3ème colloque international du réseau SYAL « Systèmes Agroalimentaires Localisés »
Alimentation et Territoires « ALTER 2006 »
Introduction
Depuis les années 80, la production du beurre de karité est devenue une des
ressources naturelles stratégiques pour lutter contre la pauvreté au Burkina Faso1. La crise
économique généralisée des vingt dernières années (politiques d’ajustement structurel,
dévaluation, etc.) a en effet entraîné une paupérisation croissante de la population et
particulièrement des femmes. Perçues par les organismes de développement comme une
des solutions permettant de faire face à l’augmentation de leurs responsabilités (migration
masculine, veuvage, etc.), de nouvelles formes d’organisations féminines sont promues.
La formation de groupements, organisés autour d’une ressource spécifique en vue
de sa commercialisation, est devenue une des conditions sine qua non des organismes de
développement pour octroyer un soutien financier. Principalement situées dans les centres
urbains, ces structures collectives sont constituées dans le but de professionnaliser les
productrices dans le domaine technique et réglementaire : qualification des amandes et du
beurre de karité, apprentissages de nouvelles techniques de transformation, formation à la
gestion et au marketing. Ces nouveaux cadres de référence pour des pratiques collectives
de production sont censés permettre à ces productrices de répondre aux exigences du
marché international et en particulier à celles des industries cosmétiques.
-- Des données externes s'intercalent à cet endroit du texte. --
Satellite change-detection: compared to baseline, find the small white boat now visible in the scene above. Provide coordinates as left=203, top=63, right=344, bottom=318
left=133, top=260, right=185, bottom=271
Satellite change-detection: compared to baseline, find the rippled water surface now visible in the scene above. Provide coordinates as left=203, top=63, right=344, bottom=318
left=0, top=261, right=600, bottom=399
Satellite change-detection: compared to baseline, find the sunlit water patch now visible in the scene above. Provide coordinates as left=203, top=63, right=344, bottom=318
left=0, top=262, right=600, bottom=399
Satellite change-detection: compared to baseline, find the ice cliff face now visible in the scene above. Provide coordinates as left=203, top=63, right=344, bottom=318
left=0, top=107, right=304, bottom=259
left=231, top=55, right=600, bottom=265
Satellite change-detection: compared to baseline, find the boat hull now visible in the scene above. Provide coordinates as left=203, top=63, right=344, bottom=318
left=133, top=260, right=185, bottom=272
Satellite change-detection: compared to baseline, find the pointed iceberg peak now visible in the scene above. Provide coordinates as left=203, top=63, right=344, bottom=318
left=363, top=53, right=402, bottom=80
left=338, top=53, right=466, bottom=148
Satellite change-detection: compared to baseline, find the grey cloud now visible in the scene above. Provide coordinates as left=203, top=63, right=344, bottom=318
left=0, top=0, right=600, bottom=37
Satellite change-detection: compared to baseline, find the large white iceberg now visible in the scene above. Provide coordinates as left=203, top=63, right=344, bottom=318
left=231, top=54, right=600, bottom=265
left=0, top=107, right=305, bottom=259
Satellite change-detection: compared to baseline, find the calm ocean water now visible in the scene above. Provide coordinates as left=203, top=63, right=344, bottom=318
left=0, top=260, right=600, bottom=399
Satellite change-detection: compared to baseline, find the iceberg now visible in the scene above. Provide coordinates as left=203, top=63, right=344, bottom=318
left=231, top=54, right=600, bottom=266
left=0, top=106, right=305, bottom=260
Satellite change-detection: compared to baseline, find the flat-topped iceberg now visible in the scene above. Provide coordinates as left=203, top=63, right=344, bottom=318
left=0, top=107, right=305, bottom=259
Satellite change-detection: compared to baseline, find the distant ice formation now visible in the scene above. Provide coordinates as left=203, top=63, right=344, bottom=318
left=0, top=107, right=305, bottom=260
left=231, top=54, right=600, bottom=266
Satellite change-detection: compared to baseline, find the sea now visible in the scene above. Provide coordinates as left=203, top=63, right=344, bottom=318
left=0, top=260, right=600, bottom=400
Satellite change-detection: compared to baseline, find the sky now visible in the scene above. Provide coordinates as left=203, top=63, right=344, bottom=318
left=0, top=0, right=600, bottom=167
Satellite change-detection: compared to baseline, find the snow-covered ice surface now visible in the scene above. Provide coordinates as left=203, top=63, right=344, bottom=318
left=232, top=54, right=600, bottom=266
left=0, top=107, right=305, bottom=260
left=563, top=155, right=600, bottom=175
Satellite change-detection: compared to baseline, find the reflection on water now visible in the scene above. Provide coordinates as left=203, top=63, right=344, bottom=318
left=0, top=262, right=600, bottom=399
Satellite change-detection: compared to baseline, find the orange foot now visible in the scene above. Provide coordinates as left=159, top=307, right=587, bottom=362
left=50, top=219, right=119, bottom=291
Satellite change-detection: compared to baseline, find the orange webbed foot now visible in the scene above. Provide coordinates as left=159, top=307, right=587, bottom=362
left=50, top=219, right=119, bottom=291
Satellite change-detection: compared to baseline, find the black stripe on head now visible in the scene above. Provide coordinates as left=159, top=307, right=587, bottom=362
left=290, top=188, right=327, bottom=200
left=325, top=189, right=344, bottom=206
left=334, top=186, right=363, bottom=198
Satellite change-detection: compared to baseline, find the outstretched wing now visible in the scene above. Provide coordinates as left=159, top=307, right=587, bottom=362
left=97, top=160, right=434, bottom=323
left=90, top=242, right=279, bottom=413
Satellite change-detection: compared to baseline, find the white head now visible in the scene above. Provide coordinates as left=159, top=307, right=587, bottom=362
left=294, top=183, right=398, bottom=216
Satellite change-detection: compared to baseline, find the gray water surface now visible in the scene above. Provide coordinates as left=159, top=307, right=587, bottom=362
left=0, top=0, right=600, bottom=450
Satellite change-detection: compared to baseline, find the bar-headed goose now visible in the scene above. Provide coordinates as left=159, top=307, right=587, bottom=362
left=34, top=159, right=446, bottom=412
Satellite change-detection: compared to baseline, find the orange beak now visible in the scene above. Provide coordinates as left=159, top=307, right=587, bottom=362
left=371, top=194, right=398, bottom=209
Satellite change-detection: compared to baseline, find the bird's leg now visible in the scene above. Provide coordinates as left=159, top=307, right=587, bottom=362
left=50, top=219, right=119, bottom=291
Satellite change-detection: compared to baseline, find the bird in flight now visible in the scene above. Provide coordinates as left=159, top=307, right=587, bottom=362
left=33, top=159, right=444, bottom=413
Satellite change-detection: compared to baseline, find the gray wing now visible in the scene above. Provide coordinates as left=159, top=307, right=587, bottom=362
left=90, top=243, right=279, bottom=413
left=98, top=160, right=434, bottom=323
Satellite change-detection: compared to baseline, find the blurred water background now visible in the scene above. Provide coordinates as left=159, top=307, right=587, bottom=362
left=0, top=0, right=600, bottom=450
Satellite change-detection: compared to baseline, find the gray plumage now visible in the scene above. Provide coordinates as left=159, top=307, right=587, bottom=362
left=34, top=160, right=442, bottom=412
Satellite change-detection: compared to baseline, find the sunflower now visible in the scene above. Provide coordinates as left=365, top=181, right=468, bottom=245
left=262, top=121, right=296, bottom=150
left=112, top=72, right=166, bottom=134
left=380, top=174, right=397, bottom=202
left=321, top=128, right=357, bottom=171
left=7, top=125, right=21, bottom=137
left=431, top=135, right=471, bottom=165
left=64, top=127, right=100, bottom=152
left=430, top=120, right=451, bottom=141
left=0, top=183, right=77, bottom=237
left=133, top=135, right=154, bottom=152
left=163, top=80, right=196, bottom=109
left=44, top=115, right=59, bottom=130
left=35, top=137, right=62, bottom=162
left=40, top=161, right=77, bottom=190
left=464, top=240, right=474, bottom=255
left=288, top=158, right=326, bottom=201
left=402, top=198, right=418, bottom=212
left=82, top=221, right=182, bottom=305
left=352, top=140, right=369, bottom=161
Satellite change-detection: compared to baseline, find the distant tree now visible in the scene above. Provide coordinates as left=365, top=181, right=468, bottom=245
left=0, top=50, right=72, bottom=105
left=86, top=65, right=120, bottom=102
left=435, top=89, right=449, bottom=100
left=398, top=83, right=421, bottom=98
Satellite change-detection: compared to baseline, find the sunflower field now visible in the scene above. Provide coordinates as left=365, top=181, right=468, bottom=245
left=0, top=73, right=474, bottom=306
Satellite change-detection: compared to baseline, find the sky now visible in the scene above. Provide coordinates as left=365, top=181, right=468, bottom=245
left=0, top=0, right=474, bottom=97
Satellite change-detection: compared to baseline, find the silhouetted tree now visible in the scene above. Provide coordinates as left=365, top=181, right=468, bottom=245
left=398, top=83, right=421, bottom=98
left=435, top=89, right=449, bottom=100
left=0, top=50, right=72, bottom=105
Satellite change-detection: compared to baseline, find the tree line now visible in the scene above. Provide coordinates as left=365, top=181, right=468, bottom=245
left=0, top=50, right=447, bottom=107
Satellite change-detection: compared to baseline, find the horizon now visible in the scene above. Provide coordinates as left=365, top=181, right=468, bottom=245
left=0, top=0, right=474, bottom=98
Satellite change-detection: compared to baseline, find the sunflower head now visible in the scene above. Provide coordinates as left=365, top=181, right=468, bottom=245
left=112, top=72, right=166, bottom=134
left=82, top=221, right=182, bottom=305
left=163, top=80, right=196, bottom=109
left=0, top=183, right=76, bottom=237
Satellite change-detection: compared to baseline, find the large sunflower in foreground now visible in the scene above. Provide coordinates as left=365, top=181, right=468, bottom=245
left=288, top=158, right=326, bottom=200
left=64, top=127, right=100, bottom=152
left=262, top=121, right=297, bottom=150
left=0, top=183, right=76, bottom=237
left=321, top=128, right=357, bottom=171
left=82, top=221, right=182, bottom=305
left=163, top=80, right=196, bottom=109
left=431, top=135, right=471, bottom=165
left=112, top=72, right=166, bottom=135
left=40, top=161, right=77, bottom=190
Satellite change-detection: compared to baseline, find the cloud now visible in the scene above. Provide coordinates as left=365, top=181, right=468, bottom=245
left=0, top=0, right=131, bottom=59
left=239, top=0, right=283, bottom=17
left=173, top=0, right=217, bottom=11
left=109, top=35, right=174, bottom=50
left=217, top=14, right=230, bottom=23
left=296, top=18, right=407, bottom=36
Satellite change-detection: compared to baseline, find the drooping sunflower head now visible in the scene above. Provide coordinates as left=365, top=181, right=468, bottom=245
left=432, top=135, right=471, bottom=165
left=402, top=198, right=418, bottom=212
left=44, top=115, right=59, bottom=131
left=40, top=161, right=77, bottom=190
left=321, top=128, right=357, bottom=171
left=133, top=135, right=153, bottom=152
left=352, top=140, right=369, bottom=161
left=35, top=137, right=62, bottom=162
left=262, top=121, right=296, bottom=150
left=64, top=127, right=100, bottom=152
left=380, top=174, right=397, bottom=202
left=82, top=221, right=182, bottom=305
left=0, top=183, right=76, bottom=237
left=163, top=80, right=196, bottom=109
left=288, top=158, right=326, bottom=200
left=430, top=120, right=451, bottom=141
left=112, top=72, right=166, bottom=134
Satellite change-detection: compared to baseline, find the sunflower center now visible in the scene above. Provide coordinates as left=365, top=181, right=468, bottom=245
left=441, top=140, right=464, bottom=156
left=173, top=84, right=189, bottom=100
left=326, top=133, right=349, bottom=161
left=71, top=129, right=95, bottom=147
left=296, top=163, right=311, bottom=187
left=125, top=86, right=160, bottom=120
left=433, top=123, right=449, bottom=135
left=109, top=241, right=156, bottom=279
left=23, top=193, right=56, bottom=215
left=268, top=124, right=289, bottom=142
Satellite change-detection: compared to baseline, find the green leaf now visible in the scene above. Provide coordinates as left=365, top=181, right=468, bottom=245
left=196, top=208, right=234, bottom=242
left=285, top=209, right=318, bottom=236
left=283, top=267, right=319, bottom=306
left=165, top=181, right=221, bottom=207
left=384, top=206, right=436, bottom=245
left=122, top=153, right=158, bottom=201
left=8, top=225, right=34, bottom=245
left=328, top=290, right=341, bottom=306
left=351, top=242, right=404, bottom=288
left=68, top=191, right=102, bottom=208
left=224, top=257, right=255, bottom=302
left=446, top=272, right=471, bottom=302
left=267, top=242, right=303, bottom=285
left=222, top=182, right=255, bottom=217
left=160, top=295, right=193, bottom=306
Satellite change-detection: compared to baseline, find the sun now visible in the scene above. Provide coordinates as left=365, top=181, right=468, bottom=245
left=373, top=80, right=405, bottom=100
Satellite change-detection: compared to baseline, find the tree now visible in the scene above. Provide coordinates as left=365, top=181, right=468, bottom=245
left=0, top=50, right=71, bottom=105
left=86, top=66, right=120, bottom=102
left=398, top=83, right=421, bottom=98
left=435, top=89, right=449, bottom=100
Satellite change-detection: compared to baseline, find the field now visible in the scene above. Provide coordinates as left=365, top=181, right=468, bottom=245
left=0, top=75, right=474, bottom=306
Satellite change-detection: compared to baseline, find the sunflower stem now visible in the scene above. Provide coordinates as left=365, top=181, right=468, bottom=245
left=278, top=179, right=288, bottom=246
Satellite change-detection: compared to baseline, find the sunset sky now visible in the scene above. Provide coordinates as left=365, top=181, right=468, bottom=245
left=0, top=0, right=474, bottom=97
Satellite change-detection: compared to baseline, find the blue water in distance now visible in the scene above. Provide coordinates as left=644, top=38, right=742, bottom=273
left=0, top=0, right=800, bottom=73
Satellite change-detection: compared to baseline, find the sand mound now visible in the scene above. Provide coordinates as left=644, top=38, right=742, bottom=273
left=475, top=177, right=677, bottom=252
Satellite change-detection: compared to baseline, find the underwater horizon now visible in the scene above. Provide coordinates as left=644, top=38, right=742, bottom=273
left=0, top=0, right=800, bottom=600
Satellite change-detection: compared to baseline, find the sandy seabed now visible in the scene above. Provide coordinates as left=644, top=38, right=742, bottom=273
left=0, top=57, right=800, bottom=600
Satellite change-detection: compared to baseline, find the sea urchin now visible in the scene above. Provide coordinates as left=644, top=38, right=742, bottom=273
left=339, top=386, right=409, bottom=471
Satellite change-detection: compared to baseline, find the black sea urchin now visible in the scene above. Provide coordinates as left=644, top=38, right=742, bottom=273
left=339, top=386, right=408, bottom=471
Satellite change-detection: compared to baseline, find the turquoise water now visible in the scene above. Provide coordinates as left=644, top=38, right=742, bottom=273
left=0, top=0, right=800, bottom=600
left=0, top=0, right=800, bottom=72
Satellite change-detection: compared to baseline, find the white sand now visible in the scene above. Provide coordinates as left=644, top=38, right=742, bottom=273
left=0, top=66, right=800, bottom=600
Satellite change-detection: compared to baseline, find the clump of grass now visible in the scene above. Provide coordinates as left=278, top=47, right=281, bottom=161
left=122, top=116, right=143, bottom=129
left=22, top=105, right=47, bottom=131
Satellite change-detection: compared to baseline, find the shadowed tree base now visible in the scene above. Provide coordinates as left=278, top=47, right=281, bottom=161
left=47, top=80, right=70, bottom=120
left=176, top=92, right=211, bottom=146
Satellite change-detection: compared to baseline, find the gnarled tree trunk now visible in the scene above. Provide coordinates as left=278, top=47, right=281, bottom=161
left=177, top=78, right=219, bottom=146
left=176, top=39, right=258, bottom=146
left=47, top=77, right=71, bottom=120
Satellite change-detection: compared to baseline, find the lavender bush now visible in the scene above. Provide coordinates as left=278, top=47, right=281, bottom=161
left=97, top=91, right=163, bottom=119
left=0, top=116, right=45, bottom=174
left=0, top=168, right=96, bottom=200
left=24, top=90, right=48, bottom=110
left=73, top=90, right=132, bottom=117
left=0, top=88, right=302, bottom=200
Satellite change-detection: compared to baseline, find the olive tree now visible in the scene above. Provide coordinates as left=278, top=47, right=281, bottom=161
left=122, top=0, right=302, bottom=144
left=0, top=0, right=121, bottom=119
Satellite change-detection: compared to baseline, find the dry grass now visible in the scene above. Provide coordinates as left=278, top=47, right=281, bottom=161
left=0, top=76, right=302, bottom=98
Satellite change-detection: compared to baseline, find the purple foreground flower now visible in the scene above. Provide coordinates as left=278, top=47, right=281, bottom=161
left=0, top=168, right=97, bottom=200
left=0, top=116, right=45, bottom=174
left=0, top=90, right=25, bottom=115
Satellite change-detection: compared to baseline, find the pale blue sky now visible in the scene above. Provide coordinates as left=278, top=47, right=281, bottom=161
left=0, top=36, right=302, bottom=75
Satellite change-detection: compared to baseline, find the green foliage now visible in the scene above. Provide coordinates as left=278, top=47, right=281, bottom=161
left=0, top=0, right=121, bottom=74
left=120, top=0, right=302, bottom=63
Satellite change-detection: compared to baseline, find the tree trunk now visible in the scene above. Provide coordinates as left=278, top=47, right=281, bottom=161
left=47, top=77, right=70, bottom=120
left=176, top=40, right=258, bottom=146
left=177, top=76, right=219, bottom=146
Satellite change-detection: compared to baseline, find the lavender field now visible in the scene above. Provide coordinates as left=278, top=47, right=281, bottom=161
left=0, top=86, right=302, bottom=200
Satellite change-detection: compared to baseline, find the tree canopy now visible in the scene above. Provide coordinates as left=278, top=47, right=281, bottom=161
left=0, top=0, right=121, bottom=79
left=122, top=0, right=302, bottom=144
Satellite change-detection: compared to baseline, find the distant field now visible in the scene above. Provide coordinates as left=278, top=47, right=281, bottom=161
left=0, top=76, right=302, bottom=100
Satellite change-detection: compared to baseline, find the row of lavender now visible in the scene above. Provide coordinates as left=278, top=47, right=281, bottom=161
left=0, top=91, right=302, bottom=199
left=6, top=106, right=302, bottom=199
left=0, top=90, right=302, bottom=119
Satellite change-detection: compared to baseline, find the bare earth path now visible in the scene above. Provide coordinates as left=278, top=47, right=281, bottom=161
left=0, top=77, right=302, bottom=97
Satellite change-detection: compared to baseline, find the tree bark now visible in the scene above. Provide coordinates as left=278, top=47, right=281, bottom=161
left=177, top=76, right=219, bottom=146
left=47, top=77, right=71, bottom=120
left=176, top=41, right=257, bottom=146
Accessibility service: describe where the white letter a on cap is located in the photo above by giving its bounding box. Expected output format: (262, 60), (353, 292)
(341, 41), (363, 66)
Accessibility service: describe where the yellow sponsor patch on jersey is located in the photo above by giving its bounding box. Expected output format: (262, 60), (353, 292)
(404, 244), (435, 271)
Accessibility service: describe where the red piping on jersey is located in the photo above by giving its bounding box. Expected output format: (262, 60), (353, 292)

De plus, la
promotion commerciale du beurre de karité, en tant que produit à forte valeur ajoutée issu
d’une activité spécifiquement féminine, est présentée par l’Etat comme une des voies
permettant de sortir le pays de sa pauvreté, ce qui place alors les groupements dans une
position de très grande visibilité.
L’objectif de notre article est de montrer à travers l’analyse de ces nouvelles
structures collectives, l’organisation et le fonctionnement de ces économies féminines
socialement enchâssées2. Trois hypothèses fondent cet objectif :
- Le renforcement d’une filière d’exportation du karité, marqué par de
nouvelles régulations institutionnelles et soutenu par l’Etat, s’inscrit
nécessairement dans des logiques économiques et sociales localisées.
1 Selon le Rapport mondial sur le développement humain de 2005 du PNUD (Programme des Nations Unies
pour le développement), le Burkina Faso se trouve parmi les 5 pays les plus pauvres du monde. 81 % de la
population qui vit en deçà du seuil de pauvreté monétaire avec 2 $ par jour.
http://hdr.undp.org/reports/global/2005/francais/pdf/HDR05_fr_HDI.pdf
2 Nous reprenons ici le concept d’embeddedness développé par Karl Polanyi (1983) qui montre comment
l’économique et le social sont étroitement « enchâssés », l’un ne pouvant fonctionner sans l’autre.